= Stockmayer potential =

Model of atomic and molecular potential energy

The Stockmayer potential with $\mu_1 \mu_2 = \varepsilon_{12}$, for different values of the relative orientation parameter, $\xi$.

The Stockmayer potential is a mathematical model for representing the interactions between pairs of atoms or molecules. It is defined as a Lennard-Jones potential with a point electric dipole moment.

A Stockmayer liquid consists of a collection of spheres with point dipoles embedded at the centre of each. These spheres
interact both by Lennard-Jones and dipolar interactions.

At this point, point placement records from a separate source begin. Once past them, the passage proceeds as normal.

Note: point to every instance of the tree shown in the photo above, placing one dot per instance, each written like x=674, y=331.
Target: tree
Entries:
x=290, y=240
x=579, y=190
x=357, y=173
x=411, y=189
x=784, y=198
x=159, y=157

In the absence of the point dipoles, the spheres face no rotational
friction and the translational dynamics of such LJ spheres have been studied in detail. This system, therefore, provides
a simple model where the only source of rotational friction is dipolar interactions.

The interaction potential may be written as

$$V(r) = 4 \varepsilon_{12}\left[\left(\frac{\sigma_{12}}{r}\right)^{12} - \left(\frac{\sigma _{12}}{r}\right)^{6}\right]
- \xi \left(\frac{\mu _1 \mu _2}{r^3}\right)$$

where the parameters $\varepsilon_{12}$ and $\sigma_{12}$ are related to dispersion strength and particle size respectively, just as in the Mie potential or Lennard-Jones potential, which is the source of the first term, $\mu_i$ is the dipole moment of species $i$, and $\xi$ is a parameter describing the relative orientation of the two dipoles, which may vary between -2 and 2.